Al principio, todo pareció volver a la normalidad. Después, una larga hilera de runas empezó a brillar con un resplandor rojo sobre las paredes negras de la cúpula. Lethe estaba seguro de que los símbolos no estaban allí antes. ¿Qué era aquello? ¿Una ilusión? ¿Magia? ¿Estaba teniendo una visión sin haberse dado cuenta? Parecía poco probable. Pit y Dotar seguían a su lado, observando las runas encendidas, boquiabiertos.
Eso fue todo. Por un momento, simplemente se quedaron mirando. Lethe vio brillar a Rax un instante antes de que volviera a ser una espada como otra cualquiera.
Por fin, colocó la vela en el suelo, enfundó a Rax y sacó el papel y la pluma.
—A trabajar. Fuera lo que fuera, el peligro ha desaparecido —dijo.
Pit y Dotar encendieron sendas velas para copiar las runas.
—¿Qué hacemos ahora? Ya debe de ser de noche —dijo Pit cuando terminaron.

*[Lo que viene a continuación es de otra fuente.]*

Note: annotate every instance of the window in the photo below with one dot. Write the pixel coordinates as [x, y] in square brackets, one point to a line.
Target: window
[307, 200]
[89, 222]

—Regresemos —contestó Lethe con determinación—. Ahora no hay peligro, pero eso podría cambiar en cualquier momento.
Dotar también era de la misma opinión, así que todos dieron media vuelta hacia las escaleras.
—Un momento —dijo Lethe después de echar un último vistazo por encima del hombro—. Mirad.
Entonces, vieron cómo los símbolos, que habían estado encendidos en la pared como brasas ardiendo hacía tan sólo unos instantes, se desvanecían. En menos de diez segundos, los muros volvieron a ser lisos.
—¡Qué curioso! —comentó Pit—. Es como si alguien supiera que hemos terminado y que nos vamos.
Pero no acabaron ahí las sorpresas. Cuando bajaban las escaleras, oyeron de nuevo el sonido que recordaba al de un gong procedente de la sala. Detuvieron la marcha hasta que el sonido se extinguió.
—Es extraordinario —murmuró Dotar—. Nunca había escuchado nada semejante.
—Yo tampoco —dijo Pit—, y conozco bastantes formas distintas de magia.
No se produjo ningún otro fenómeno extraño, de modo que prosiguieron su camino.
Tan sólo habían caminado unos cuantos minutos cuando Lethe empezó a tambalearse. Pit, que iba detrás de él, gritó y detuvo su caída justo a tiempo.